As the league continues to search for new revenue, the patch program has delivered, generating more than $150 million. And 20 of the 29 team patch sponsors, including Harley-Davidson and Rakuten, are doing business with NBA teams for the first time…

Team, league and brand executives all feel the program has been an overwhelming success, with exposure numbers easily exceeding projections. Clubs expect new deals and renewals will be for more money and longer terms. One top team executive predicts a 20 percent to 30 percent price increase for Patch 2.0.

The NBA has not made public how much companies are paying per year for the jersey patches, but the rumored low end is north of $3 million annually and SBJ says the high end could be up around $20 million. The patches have value to advertisers because it’s estimated they get their logo exposed on broadcasts for 10-15 minutes every game. Picture LeBron James or James Harden stepping up to the line to take a free throw, the close up on them shows the WISH logo on the Laker jersey or the ROCKiT logo on the Rockets’ jersey. That is advertising gold.

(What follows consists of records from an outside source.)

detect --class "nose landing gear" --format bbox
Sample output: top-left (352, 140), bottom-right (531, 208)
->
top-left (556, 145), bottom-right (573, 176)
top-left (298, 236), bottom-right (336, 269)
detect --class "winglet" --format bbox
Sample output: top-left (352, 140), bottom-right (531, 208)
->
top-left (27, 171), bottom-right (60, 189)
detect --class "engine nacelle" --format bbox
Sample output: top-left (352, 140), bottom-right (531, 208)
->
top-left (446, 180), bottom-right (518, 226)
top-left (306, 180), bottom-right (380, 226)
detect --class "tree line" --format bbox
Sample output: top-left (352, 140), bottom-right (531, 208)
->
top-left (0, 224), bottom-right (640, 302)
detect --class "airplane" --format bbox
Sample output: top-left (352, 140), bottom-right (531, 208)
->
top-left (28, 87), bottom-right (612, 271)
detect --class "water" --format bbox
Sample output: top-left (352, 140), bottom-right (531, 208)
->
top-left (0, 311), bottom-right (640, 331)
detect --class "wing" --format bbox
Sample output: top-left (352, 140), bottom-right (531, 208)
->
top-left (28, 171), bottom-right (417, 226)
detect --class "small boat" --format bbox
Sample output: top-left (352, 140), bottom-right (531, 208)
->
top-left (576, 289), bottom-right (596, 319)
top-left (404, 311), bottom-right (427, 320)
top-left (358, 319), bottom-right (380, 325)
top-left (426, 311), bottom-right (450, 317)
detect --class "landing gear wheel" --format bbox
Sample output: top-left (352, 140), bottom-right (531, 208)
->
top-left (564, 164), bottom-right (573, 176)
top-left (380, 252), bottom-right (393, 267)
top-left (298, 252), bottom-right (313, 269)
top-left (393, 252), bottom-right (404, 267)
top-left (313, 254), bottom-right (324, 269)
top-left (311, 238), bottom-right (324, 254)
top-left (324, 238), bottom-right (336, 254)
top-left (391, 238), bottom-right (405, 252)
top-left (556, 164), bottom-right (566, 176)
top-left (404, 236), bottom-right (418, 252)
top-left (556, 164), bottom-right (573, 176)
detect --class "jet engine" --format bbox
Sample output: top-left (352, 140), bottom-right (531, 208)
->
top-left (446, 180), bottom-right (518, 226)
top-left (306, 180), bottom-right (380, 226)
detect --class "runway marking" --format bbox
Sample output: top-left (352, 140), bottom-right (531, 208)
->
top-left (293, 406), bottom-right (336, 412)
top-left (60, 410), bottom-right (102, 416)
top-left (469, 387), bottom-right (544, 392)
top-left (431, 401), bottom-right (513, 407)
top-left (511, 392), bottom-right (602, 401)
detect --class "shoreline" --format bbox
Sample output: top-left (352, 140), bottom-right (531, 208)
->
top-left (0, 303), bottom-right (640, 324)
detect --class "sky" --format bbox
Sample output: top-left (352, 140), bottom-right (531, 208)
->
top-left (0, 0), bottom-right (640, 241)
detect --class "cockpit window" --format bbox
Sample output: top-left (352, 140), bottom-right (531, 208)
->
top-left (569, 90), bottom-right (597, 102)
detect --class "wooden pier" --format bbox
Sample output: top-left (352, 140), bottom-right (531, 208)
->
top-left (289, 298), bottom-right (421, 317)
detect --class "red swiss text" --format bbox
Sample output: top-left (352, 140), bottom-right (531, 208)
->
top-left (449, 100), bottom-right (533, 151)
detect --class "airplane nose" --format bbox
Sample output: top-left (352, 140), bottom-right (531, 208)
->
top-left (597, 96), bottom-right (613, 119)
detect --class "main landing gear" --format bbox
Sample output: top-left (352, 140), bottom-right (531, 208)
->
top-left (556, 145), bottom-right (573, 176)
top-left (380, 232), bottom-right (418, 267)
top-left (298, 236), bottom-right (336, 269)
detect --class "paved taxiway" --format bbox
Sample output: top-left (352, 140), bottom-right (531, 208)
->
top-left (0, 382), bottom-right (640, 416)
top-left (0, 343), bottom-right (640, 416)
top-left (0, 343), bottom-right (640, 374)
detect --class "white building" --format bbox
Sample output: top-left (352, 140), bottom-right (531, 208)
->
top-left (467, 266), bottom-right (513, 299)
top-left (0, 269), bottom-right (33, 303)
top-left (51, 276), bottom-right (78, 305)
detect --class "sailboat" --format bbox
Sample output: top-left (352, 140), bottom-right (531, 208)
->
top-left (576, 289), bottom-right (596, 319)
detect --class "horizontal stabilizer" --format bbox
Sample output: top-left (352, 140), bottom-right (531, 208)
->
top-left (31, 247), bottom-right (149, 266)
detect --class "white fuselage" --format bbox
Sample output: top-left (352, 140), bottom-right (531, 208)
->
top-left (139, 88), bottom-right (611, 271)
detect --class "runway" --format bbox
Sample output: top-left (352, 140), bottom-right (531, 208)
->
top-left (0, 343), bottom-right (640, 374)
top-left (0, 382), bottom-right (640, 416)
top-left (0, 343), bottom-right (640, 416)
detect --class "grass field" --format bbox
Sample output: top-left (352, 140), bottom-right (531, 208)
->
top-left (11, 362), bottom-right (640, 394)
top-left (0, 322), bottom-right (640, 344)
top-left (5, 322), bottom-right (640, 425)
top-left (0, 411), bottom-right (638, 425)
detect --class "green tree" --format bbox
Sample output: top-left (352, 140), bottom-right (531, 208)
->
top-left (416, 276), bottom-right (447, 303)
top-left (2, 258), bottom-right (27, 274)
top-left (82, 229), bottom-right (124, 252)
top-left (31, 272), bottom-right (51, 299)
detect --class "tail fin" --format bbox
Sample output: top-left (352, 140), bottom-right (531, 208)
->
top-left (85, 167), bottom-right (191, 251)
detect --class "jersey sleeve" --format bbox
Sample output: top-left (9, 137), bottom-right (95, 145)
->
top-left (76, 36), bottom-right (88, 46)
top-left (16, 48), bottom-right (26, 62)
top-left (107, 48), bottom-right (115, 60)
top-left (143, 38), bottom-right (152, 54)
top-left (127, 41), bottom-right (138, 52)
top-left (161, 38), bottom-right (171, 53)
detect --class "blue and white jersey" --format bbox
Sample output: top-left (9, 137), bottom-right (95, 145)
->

What the league is not going to do is expand the size of the ad patch, the NBA isn’t interested in a NASCAR or Premiere League look. What they do want is to maximize the money they can get from the existing system. That means getting the logos on replica jersey sales (Nike, less thrilled about that, although their swoosh is on every jersey on the opposite corner).

All but one NBA team (Oklahoma City) has an ad patch on their jersey now.